The IMF is yet to disburse $3 billion from the bailout deal. It was suspended after Imran Khan restored the subsidies on fuel and electricity prices. In an off-the-cuff remark in March, Shehbaz Sharif, while stressing on the importance of establishing good relations with the U.S., said that “beggars cannot be choosers”.
The Chinese government has also welcomed the appointment of Shehbaz Sharif. The Chinese Foreign Ministry spokesman said that no matter which party was in power in Pakistan, China would remain an “ironclad partner”. Nawaz Sharif, in his last term as Prime Minster, had signed the historic CPEC deal with China. Congratulating Shehbaz Sharif, Modi in his message said that India desired “peace and stability in a region free of terror, so that we can focus on our development challenges and ensure the well-being of our people”.
Shehbaz Sharif that “good relations” with India were conditional on a “just resolution” of the Kashmir dispute. In his first speech after assuming the office of the Prime Minster, he raised the issue of the abrogation of Article 370 in Kashmir. He said that the people of the Kashmir valley “were bleeding” and that Pakistan would continue to provide them with “moral and diplomatic support”. He blamed Imran Khan for letting down the Kashmiri people during his tenure. Shehbaz Sharif said that his government wanted “good ties” with India but warned that “a durable peace is not possible until the Kashmir issue is resolved”. After Article 370 was abrogated, Pakistan chose to downgrade diplomatic ties with India, withdrawing its High Commissioner.
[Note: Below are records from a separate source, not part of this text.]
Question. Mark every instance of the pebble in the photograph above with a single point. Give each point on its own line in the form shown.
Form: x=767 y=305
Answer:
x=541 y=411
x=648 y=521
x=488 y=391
The younger Sharif would not have forgotten the actions of the Modi government during his elder brother’s last stint in office. Nawaz Sharif, braving domestic criticism, was present for Modi’s first swearing-in ceremony in 2014. His stated ambition at the time was to expand trade and economic ties with India. But the Modi government adopted a hostile attitude towards Islamabad from the beginning. Pakistan-bashing gave the Bharatiya Janata Party (BJP) electoral dividends. Soon after Nawaz Sharif’s visit to Delhi, the Indian government called off the Foreign Secretary-level talks between the two countries. No meaningful official talks have been held between the two countries since then. Although the guns have remained silent along the LoC since last year, there is little hope of relations between the two sides improving in the near future.